Mostly asking for help in some of the tiniest things. I need my luggage put off the high rack usually on a train or plane, why am I on top of my seat pulling my crop top almost above the unrestricted private boob area? Huh! Yet there is someone next to you taller than your imagination.

It is asking for help to just close a zipper and now you are doing summersaults. Carrying a whole grocery months’ shopping bag simply cause you are strong and independent. I am this kind of person and it’s totally not cute or even acceptable at all. Very personal matter that needs to be addressed.
Why do you need to cry for a whole week before you can ask someone for help with your financial situation Jane? Come on. A no is much better than a what if. It is deep engraved in me I remember I would cry just because my mum is helping me solve a math problem. Am I beyond repair?
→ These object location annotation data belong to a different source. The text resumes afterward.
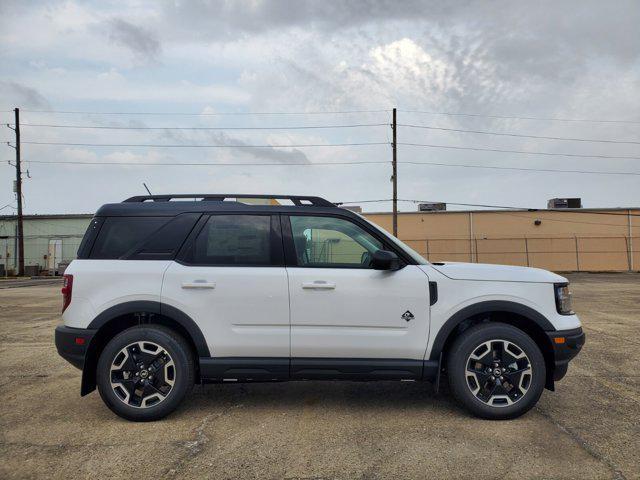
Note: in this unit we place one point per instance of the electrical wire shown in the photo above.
(528, 209)
(211, 114)
(525, 152)
(518, 117)
(589, 172)
(108, 127)
(153, 145)
(541, 137)
(181, 164)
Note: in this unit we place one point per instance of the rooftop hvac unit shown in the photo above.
(353, 208)
(564, 203)
(432, 207)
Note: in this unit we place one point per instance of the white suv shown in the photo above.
(168, 293)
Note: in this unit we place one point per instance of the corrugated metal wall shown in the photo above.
(562, 241)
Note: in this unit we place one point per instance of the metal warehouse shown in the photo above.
(560, 240)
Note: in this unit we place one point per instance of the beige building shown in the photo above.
(566, 240)
(558, 240)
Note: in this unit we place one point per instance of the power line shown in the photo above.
(542, 137)
(212, 114)
(300, 145)
(429, 201)
(108, 127)
(528, 209)
(543, 170)
(551, 154)
(514, 117)
(181, 164)
(518, 168)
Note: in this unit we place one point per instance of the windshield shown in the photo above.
(419, 259)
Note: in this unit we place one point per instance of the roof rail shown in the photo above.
(299, 201)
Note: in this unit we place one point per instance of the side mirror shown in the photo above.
(385, 260)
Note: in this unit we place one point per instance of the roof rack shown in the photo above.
(300, 201)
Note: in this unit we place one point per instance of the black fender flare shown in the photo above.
(140, 306)
(128, 308)
(486, 307)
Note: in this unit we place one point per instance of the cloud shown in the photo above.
(23, 96)
(142, 42)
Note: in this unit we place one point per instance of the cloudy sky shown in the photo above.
(480, 66)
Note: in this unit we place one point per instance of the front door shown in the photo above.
(232, 282)
(341, 307)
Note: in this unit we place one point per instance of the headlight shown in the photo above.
(563, 299)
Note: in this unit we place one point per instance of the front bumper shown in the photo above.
(73, 343)
(566, 345)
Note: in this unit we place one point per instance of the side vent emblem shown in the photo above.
(408, 316)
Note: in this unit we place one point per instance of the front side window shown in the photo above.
(231, 240)
(332, 242)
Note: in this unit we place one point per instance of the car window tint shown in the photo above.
(332, 242)
(233, 240)
(118, 235)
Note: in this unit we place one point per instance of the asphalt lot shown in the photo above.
(589, 428)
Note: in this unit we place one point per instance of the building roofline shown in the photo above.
(502, 210)
(48, 216)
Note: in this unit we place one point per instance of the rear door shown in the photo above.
(230, 279)
(341, 307)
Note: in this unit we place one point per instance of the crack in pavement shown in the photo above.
(617, 473)
(194, 447)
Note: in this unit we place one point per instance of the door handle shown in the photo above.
(199, 284)
(319, 285)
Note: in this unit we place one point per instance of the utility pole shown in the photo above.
(18, 191)
(394, 177)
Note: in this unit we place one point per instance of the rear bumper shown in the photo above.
(73, 343)
(566, 345)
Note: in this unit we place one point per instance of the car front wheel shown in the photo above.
(145, 372)
(496, 371)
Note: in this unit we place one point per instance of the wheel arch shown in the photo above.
(125, 315)
(532, 322)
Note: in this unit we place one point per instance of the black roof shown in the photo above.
(162, 205)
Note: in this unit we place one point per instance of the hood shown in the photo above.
(498, 273)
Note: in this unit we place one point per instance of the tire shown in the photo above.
(516, 379)
(145, 372)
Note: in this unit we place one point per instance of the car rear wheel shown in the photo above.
(496, 371)
(145, 372)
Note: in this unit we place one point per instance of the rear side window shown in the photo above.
(89, 237)
(119, 235)
(234, 240)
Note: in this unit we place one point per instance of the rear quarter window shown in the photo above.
(119, 235)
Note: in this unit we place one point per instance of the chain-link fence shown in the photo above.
(570, 253)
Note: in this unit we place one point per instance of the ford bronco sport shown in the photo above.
(215, 288)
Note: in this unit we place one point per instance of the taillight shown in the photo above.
(67, 288)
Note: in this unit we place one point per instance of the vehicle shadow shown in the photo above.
(360, 396)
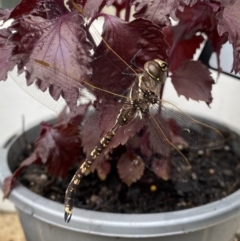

I have finally hacked a secret that I can only share with my subscribers, okay maybe a bit too much vulnerability needs support and encouragement and it is what I’m trying to tell you ,a ‘like’ a ‘comment’ and a ‘follow’ will help . This is me asking for help from you dear reader.
I will give you a hack nonetheless.
Just do it, fear will always be there, too bad! Fear never leaves, she minds your business because that is her work. It must be a her, or rather a she there is no way it is a him or rather a he or what is it gender fluid?
Just ask for help!

Thing with fear is that it holds treasures we unearth once we embrace it. My mantra this month has been “Am a stranger here, yet I shall have no fear”. It’s putting me on a ‘welcome collision course’. And I get it..asking for help mostly feels like unpeeling some skin of us and giving out to someone not knowing how they will react. Especially, for certain horoscopes. But, it pays to be vulnerable. Discreetly vulnerable.
Intuitive piece though!!Kudos!
Thank you… I like the mantra I’m a stranger here, yet I shall have no fear. I’m borrowing that.